Ainsi, le premier objectif de cette présentation est de voir comment les ports d’Indochine s’insèrent dans un réseau spécifique de circulations maritimes à l’échelle régionale des karayuki san.  Nous présenterons ces réseaux, les différents acteurs qui interviennent dans cette mise en relation des espaces que ce soit les intermédiaires à la migration – en réfléchissant à leur implantation locale et transnationale-, les compagnies maritimes et les acteurs institutionnels de la colonie (législation, contrôle). Les ports indochinois jouent également un rôle d’interface dans la gestion de la population des prostituées japonaises mettant en relation le réseau maritime régional et le réseau redistribuant à l’échelle du territoire colonial ces populations dans les différentes villes et autres lieux de présences européennes de l’Union. 

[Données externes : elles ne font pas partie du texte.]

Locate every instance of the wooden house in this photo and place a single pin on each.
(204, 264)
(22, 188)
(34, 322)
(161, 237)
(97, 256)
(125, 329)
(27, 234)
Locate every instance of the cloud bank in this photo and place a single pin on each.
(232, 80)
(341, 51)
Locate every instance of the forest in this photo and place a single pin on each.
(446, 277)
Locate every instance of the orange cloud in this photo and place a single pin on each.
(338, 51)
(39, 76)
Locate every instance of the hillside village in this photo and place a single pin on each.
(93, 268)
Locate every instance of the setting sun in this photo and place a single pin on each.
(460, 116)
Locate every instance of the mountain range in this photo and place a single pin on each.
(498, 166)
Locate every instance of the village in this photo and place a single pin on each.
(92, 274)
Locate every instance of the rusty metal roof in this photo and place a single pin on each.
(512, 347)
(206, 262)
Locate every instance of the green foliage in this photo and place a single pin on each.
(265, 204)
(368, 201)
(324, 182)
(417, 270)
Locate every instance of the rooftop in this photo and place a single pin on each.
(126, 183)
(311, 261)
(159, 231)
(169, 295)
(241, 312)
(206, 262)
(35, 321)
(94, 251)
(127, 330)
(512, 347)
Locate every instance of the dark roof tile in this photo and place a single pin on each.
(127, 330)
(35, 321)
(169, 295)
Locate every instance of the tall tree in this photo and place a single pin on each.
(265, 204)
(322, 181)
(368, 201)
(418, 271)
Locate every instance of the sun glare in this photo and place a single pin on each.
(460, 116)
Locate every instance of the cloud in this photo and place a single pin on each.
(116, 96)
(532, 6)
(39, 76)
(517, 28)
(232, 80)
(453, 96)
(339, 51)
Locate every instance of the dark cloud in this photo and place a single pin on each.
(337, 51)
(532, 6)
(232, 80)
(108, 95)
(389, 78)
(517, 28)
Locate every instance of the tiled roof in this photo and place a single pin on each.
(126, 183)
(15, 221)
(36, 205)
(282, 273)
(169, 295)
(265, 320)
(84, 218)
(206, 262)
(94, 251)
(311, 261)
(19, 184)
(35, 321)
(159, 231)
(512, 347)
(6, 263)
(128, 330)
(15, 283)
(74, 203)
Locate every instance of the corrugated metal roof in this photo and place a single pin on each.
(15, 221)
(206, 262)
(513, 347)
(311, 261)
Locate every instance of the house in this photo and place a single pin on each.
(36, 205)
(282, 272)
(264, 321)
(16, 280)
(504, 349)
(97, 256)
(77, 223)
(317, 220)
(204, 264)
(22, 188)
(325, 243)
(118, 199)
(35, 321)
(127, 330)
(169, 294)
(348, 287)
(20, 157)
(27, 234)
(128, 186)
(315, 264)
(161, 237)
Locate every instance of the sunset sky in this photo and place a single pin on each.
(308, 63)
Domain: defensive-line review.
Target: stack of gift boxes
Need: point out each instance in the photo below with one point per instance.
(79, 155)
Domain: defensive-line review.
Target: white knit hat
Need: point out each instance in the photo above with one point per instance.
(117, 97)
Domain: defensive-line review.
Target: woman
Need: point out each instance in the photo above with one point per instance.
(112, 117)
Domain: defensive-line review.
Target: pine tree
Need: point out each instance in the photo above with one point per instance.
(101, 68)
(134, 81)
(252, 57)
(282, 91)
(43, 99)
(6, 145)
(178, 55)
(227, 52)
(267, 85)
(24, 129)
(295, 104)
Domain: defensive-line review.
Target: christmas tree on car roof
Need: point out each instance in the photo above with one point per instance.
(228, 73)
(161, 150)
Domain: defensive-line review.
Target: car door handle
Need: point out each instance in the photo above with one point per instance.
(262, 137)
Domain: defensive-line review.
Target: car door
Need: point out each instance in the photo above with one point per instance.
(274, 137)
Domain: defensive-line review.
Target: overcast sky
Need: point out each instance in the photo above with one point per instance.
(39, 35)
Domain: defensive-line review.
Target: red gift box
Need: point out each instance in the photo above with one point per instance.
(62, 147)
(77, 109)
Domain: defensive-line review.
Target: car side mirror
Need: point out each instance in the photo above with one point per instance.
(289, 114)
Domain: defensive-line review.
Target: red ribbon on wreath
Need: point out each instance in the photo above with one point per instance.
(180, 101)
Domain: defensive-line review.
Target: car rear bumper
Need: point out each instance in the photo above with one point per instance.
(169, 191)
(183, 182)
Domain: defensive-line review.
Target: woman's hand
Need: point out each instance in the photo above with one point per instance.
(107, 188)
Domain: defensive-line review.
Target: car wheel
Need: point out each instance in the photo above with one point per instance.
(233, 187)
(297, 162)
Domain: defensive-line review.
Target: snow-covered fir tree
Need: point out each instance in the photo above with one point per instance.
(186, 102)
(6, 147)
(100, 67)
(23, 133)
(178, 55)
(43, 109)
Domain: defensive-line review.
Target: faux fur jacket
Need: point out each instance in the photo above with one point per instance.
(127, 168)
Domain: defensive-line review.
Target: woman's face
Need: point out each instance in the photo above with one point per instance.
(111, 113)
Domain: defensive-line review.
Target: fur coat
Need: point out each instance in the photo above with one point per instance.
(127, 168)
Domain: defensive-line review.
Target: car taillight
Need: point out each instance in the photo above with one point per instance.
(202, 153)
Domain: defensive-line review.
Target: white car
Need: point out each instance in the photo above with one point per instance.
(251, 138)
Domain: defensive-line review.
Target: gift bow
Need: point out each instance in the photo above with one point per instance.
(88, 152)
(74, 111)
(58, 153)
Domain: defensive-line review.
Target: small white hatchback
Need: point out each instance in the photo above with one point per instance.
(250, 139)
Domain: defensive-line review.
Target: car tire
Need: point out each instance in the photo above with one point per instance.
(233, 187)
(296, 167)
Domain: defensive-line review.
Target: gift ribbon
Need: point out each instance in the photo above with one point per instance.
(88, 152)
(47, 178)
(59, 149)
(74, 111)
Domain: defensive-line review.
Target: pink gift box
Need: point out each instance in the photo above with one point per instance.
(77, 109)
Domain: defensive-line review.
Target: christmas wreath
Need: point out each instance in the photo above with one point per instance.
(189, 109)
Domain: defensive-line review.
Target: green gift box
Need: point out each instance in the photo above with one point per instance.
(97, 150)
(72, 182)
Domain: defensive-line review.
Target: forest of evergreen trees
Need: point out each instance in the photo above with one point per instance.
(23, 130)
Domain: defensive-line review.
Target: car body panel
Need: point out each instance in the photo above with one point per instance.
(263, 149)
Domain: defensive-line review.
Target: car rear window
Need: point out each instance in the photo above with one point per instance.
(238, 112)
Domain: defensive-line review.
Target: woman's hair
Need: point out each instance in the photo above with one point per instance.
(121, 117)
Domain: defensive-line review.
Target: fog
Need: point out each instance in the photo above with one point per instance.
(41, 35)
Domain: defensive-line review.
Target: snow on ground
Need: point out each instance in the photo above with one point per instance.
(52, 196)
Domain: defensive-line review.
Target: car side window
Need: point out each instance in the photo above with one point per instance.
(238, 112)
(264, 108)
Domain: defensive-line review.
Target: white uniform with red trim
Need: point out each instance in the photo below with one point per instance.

Ensuite, le second enjeu est de présenter ces migrants japonais comme un élément des villes indochinoises, à la fois comme acteurs de la société coloniale en interaction avec les autres membres de cette société, et comme un élément des représentations culturelles et sociales de celle-ci.

Frédéric Roustan est Maitre de conférences en histoire contemporaine de l’Asie à l’Université Lumière Lyon 2 et chercheur à l’IAO. Ses recherches portent sur les représentations, interactions et connections entre les sociétés modernes et contemporaines du Japon et de l’Asie du Sud-Est au regard des migrations, notamment en considérant la notion de métissage au Japon.